I dug, thinking I had dug enough dirt for the trellis, stuck it in, and guess what? It was up about two inches higher than the other. No problem, I thought. I’ll just dig a little deeper. I dug some more. It was still two inches higher. I got my rubber mallet and whammed it into the ground. Nothing. Dug some more. Started sweating almost as much as when I set up my tiny SFG. Still too high, though maybe now by about an inch. Dug some more. Sweated some more. Still an inch too high. Dug some more. Same thing. Hit it with the mallet. Sweated. Same result. Lather, rinse, repeat. Lather, rinse, repeat.

I could not get the dang thing into the ground no matter how much I dug. I never could figure out why. Finally I got my gardeners gloves, sat on the wet ground, got my flashlight (I did have the back porch light on, but it wasn’t helping much) and dug. And dug. And dug. As I shined my flashlight on my work, I started wondering if my neighbors were thinking I was digging a place to bury a body, I’d been out there so long.

After a while I got the trellis again, and while it was lower, it was still too high. I grabbed my mallet and hit the trellis again, and this time – success! I finally got it in deep enough into the ground. Then I filled the holes back in with dirt and patted it all down.

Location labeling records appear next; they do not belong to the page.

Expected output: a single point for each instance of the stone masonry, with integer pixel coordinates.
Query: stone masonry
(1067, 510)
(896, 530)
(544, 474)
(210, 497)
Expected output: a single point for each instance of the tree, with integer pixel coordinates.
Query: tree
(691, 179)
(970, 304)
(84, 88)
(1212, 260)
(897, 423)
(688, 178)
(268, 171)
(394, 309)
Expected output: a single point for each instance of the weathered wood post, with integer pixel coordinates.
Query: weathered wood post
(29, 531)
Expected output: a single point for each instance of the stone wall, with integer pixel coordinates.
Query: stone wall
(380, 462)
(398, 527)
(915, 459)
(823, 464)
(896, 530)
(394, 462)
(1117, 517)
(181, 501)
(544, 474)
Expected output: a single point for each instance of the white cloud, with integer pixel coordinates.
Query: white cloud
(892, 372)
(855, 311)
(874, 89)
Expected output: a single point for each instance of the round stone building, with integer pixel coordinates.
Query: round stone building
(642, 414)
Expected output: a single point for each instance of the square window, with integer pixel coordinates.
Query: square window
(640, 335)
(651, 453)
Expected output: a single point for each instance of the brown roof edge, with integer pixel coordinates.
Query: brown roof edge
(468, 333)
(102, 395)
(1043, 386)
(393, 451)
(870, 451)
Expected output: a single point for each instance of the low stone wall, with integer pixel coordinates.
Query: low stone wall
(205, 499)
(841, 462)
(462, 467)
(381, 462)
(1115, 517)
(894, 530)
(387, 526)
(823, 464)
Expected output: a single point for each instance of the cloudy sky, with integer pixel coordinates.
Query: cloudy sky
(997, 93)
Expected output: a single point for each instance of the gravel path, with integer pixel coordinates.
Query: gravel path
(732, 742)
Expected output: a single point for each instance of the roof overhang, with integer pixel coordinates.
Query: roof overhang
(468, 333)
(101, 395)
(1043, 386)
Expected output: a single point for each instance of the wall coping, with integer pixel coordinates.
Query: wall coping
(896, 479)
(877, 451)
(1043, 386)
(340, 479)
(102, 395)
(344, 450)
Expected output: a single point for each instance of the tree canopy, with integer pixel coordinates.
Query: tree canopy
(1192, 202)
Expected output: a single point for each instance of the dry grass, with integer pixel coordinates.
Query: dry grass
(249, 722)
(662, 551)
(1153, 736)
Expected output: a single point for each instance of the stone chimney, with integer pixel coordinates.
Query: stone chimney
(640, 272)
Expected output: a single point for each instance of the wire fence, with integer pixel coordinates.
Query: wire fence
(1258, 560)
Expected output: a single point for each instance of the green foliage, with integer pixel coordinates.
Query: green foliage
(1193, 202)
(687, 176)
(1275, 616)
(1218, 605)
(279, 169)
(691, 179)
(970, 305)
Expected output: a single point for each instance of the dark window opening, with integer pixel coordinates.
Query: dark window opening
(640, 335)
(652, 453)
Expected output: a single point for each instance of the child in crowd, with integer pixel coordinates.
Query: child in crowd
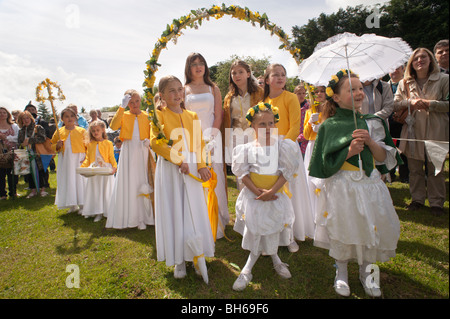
(275, 93)
(244, 92)
(180, 208)
(357, 219)
(264, 212)
(131, 187)
(68, 142)
(300, 91)
(203, 97)
(99, 188)
(117, 148)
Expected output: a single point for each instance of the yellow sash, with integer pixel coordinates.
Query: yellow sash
(267, 181)
(350, 167)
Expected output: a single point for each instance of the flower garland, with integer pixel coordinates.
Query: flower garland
(48, 84)
(193, 20)
(261, 107)
(334, 81)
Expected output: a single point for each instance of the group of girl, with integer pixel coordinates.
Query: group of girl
(275, 206)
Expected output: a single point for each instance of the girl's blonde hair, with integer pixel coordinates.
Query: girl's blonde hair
(252, 85)
(22, 115)
(329, 107)
(162, 87)
(411, 73)
(89, 136)
(187, 69)
(267, 73)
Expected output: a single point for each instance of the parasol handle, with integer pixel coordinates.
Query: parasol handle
(361, 173)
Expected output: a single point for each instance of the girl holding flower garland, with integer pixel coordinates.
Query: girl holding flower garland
(203, 97)
(68, 142)
(128, 208)
(357, 219)
(275, 93)
(243, 93)
(100, 153)
(264, 212)
(180, 207)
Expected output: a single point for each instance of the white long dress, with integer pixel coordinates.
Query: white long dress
(265, 225)
(98, 192)
(70, 185)
(181, 213)
(357, 220)
(203, 105)
(313, 183)
(127, 208)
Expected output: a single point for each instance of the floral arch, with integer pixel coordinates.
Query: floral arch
(193, 20)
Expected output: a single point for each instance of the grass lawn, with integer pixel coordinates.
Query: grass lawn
(38, 242)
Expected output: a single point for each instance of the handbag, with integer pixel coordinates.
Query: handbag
(400, 116)
(44, 148)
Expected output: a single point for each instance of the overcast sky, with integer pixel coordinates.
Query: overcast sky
(96, 50)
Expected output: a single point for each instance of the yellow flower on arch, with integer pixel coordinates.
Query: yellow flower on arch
(329, 91)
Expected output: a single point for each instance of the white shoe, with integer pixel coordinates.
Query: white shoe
(293, 247)
(282, 270)
(180, 271)
(372, 292)
(73, 209)
(341, 287)
(242, 281)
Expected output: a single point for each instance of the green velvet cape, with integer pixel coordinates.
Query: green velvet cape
(333, 141)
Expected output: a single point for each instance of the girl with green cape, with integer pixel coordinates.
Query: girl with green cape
(355, 216)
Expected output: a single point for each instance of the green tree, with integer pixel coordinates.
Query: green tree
(44, 112)
(421, 23)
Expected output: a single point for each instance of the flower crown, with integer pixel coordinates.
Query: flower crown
(261, 107)
(334, 81)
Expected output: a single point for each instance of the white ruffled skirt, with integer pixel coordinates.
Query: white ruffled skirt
(304, 216)
(181, 214)
(356, 220)
(127, 208)
(98, 194)
(264, 225)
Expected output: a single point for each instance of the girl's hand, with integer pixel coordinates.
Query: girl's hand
(356, 147)
(184, 168)
(266, 195)
(59, 145)
(204, 173)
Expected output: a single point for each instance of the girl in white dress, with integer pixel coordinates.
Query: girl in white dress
(99, 188)
(275, 93)
(356, 218)
(264, 212)
(311, 125)
(68, 142)
(130, 202)
(203, 97)
(180, 208)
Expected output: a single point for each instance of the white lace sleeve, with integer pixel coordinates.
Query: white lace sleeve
(240, 166)
(376, 131)
(289, 158)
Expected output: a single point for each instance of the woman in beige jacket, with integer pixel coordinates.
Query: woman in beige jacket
(425, 90)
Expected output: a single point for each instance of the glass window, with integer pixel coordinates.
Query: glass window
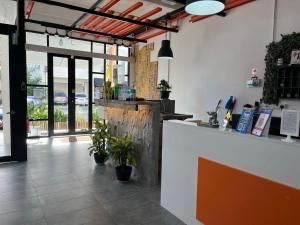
(98, 48)
(60, 97)
(98, 65)
(37, 68)
(98, 83)
(111, 70)
(122, 72)
(81, 94)
(68, 43)
(123, 51)
(36, 39)
(111, 49)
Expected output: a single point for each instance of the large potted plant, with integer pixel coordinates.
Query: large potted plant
(122, 150)
(165, 89)
(100, 136)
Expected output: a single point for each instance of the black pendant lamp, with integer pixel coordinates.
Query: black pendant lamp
(204, 7)
(165, 52)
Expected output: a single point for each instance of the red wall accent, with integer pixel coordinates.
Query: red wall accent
(227, 196)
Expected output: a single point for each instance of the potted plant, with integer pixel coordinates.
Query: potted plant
(100, 136)
(122, 150)
(165, 89)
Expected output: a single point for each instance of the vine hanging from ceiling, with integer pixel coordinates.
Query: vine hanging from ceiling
(276, 50)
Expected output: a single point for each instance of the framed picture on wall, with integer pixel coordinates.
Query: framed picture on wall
(295, 57)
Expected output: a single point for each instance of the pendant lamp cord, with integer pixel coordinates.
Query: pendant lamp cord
(168, 59)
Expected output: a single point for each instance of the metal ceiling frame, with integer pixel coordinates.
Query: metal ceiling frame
(99, 13)
(69, 28)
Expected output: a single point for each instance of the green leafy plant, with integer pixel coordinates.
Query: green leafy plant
(122, 150)
(60, 116)
(164, 86)
(37, 111)
(276, 50)
(101, 135)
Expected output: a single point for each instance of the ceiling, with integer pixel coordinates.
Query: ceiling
(146, 11)
(142, 10)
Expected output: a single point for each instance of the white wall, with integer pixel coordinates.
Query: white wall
(214, 57)
(184, 143)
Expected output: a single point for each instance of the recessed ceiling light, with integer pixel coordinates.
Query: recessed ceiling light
(204, 7)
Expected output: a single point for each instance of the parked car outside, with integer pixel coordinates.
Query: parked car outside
(33, 100)
(81, 99)
(60, 98)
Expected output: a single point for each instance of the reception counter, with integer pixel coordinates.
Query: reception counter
(215, 177)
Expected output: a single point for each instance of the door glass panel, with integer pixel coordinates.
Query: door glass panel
(5, 137)
(60, 94)
(37, 111)
(81, 95)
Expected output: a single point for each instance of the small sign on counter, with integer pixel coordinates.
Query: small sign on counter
(290, 122)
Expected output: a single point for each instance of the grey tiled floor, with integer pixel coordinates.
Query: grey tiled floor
(61, 184)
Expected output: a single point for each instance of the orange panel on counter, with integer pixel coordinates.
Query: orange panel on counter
(227, 196)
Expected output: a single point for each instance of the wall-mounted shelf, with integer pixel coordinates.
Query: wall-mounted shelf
(288, 83)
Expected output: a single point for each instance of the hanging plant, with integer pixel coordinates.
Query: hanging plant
(276, 50)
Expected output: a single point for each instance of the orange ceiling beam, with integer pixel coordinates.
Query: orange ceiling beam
(29, 9)
(123, 14)
(119, 23)
(143, 17)
(134, 26)
(230, 5)
(103, 9)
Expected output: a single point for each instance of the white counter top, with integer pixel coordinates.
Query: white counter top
(183, 143)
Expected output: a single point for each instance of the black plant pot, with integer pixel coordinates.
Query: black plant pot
(100, 158)
(165, 94)
(123, 173)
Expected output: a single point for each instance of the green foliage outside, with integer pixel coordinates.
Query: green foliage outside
(34, 77)
(60, 116)
(276, 50)
(101, 135)
(37, 111)
(122, 150)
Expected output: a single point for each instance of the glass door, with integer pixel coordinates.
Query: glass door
(70, 94)
(83, 112)
(5, 114)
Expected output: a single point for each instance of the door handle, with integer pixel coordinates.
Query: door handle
(11, 113)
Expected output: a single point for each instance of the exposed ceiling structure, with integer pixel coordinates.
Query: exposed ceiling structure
(116, 21)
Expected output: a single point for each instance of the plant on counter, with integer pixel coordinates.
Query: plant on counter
(276, 50)
(101, 135)
(165, 89)
(108, 90)
(60, 116)
(123, 151)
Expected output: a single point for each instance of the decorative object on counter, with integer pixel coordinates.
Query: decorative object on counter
(290, 121)
(295, 57)
(101, 134)
(107, 90)
(127, 94)
(256, 106)
(165, 52)
(122, 150)
(229, 108)
(204, 7)
(116, 91)
(213, 116)
(262, 125)
(245, 122)
(254, 81)
(288, 86)
(164, 88)
(275, 50)
(279, 61)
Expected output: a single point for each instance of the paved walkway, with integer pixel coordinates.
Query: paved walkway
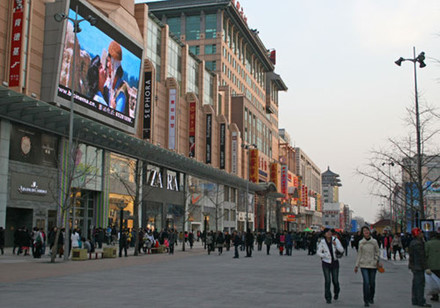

Then I started digging a hole for the coral vine, so I wouldn’t have to do that in the hot sun on Sunday. Even though the soil was wet from the lawn watering, it was still diffcult to dig because of the danged St. Augustine grass. That stuff is just woven all together like a tight net, and it is really hard to dig up the soil with that kind of grass. I did manage to dig a hole. It was only about three inches deep, but I’m going to do a raised flower bed in the fall around the trellis, so I’m just going to take some of my Hill Country Garden soil and make a little mound of soil around the coral vine. The container it’s in only has about 3 1/2 to 4 inches of dirt in it any way, so I think it will work OK.

In any case, I’ve got the trellises in the ground and my hole dug. I’m just scared to death that in the morning I’m going to get up and the trellises will either look crooked in the unforgiving light of day, or will be totally in the wrong place. I guess we’ll just have to see in the morning, won’t we?